Ruby
When I've gathered the courage to speak up, I'm penalized instead of seeing meaningful change.
Being an Asian American woman in the workplace often feels like an endless barrage of contempt, condescension, and harassment veiled in microaggressions. As someone seen as Chinese (parents are from Taiwan), shy, and awkward, I face constant nitpicking and doubting of my abilities, despite being born in the US. This discriminatory treatment causes severe anxiety and distress, deteriorating my mental health and quality of life.
In every job, I’m subjected to stereotyping, lack of follow-through on my needs, and held to higher standards than my peers. The racism is subtle yet pervasive, woven into the very fabric of Western corporate culture. If I logged every microaggression daily, it would be a never-ending document.
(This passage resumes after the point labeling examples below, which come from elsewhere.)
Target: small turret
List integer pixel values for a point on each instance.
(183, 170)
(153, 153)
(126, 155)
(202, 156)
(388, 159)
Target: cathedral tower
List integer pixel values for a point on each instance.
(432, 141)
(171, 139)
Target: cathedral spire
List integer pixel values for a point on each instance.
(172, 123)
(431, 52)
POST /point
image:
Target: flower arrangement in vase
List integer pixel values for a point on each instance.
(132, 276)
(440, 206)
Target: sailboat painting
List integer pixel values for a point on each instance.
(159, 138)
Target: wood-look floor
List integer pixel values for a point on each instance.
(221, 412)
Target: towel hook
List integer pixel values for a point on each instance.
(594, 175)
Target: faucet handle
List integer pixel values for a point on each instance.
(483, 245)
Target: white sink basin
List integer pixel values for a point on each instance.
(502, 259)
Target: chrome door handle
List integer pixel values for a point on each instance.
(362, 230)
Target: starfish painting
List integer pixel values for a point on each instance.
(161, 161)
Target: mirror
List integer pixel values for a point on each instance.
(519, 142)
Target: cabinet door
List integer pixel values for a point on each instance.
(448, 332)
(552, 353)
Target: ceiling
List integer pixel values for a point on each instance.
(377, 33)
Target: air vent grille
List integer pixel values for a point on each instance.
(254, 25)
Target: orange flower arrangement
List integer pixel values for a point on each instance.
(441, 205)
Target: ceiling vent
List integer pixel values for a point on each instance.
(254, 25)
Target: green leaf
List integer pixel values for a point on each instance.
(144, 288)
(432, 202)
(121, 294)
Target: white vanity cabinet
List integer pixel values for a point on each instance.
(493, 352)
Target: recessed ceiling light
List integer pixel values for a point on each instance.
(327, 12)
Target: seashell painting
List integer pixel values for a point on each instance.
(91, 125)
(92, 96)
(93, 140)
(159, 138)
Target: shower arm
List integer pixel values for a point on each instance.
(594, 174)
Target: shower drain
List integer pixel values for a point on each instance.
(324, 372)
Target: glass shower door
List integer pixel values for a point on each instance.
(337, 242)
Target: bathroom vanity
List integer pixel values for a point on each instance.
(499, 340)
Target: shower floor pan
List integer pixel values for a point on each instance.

Everything that I do is under a microscope. I’m born and raised in the US, and English is my primary language, but with literally anything I do or say, people will focus on the “oh she’s so Asian/Chinese,” and view everything through negative Asian stereotypes. I never stereotype other people, and view them all as valuable, unique individuals, but I get the most stereotyping and contempt back. There’s no justice in that.
I saw one Chinese immigrant coworker who was removed from our work group calls after a while, though she was supposed to be part of that group. The employee who excluded her thought she was annoying, but if she were a different ethnicity, and acted the same way, I don’t think he would’ve done so.
When I’ve gathered the courage to speak up, I’m penalized instead of seeing meaningful change. Management faults me as “oversensitive” and brands me a complainer. My polite grievances disappear into the ether without investigation or response. There are no repercussions for harassers, only for me.
These behaviors are so normalized that perpetrators likely don’t recognize their harm. But the cumulative toll on victims is crushing. No one should suffer constant questioning of their intellect or humanity simply for their race and gender.
I saw a hiring team choose a white American male to hire, and they rejected an ethnically Chinese immigrant. They called him “green” in a stereotyping way, when he wasn’t any more green than anyone else. It looked like they just hired based on who they liked and respected more, and not who could do the job better.
Rather than internalize this treatment as my own deficiency, I’m starting to recognize systemic forces at play. The abuse stems from others’ prejudices, not my own unworthiness. Naming this truth is the first step in healing.